RSHP’s designs would transform the 1868 grade II-listed station’s distinctive horseshoe-shaped bullnose building into a four-storey office and retail block and see 50 homes built in the vicinity of the site, 17 of which would be affordable.
But Stewart and Webber said the plans, which Webber called “appalling”, would ruin protected views of the nearby Natural History Museum, V&A and Science Museum.
They say it would overshadow the station and say local businesses and residents have called the proposals too intensive and out of scale with the existing architecture of the area.
Webber said the proposals would “fly in the face of everything that was previously promised and, if passed, result in yet another bland, commercial development which would destroy South Kensington’s unique character forever”.
And Stewart, a South Kensington resident, said: “I think this is a terrible example of development.”
He said businesses that had become South Ken instititutions such as Polish restaurant Daquise which opened in 1947 and has served notable diners including Christine Keeler, would be evicted, adding: ”Apart from the façade, the buildings on Thurloe Street are being destroyed and the new ones which are being built are being designed so that they can link together at both ground floor and basement levels to create larger units, perhaps heralding the arrival of more chain stores in the area in the future.

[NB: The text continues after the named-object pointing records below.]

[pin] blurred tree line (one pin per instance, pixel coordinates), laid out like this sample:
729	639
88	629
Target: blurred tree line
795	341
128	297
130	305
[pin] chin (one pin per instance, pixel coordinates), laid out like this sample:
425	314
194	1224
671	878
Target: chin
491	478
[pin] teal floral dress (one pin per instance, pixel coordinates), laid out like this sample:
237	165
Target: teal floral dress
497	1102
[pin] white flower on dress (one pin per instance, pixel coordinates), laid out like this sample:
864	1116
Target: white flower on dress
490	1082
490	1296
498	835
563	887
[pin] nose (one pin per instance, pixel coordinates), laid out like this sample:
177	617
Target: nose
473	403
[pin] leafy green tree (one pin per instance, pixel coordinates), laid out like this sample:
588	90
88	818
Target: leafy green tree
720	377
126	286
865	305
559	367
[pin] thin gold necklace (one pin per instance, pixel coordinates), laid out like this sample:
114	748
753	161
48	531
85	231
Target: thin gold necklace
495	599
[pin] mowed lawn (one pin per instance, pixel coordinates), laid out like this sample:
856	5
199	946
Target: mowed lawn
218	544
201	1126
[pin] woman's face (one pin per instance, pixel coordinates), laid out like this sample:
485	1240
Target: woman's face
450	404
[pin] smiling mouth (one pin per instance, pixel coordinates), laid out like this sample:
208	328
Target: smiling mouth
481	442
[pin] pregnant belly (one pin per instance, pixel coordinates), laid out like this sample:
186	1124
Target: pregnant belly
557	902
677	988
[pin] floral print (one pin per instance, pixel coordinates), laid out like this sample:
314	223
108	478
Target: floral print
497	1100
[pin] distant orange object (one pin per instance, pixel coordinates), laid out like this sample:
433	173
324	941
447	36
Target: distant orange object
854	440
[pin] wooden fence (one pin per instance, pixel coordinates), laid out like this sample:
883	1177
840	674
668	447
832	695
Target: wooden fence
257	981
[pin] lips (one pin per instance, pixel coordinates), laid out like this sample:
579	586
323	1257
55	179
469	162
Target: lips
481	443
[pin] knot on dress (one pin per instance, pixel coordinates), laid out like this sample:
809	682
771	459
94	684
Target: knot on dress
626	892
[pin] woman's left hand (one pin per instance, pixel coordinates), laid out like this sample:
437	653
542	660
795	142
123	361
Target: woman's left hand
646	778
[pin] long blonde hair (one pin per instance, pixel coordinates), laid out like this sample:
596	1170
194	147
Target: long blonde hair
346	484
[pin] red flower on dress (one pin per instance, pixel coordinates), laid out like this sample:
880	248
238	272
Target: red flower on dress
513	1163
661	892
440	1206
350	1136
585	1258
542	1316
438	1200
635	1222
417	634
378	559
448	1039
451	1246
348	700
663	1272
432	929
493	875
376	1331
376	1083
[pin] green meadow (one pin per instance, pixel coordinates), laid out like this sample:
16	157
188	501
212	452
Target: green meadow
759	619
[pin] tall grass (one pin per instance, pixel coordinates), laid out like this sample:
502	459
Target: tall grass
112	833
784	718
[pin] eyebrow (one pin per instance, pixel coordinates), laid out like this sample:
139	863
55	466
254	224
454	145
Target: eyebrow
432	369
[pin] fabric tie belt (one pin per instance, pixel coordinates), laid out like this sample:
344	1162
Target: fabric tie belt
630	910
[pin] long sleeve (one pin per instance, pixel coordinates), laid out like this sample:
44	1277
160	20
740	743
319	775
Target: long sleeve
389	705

“We should be working much more closely with communities and respecting the surrounding built environment, and the heritage and context of the area.”
But RSHP partner Trace Mellor said the studio, which plans to restore the station’s historic Victorian arcade, had “carefully studied the historic context of the station and surrounding area”.
She added that the practice would “repair and enhance” the surrounding streets, which she said were “no longer in [the] best condition”.
Stewart, who says he was “very close” to Building Better Building Beautiful chair Roger Scuton, is a long-time advocate for South Kensington’s architectural character. In February he described the “gentle density” of the area which he said “is beautiful, and people want to live here”.
The former Conservative MP, who was thrown out of the Tory party last year when he rebelled over Brexit, has also been outspoken over brutalist buildings, describing many examples as “horrifying”.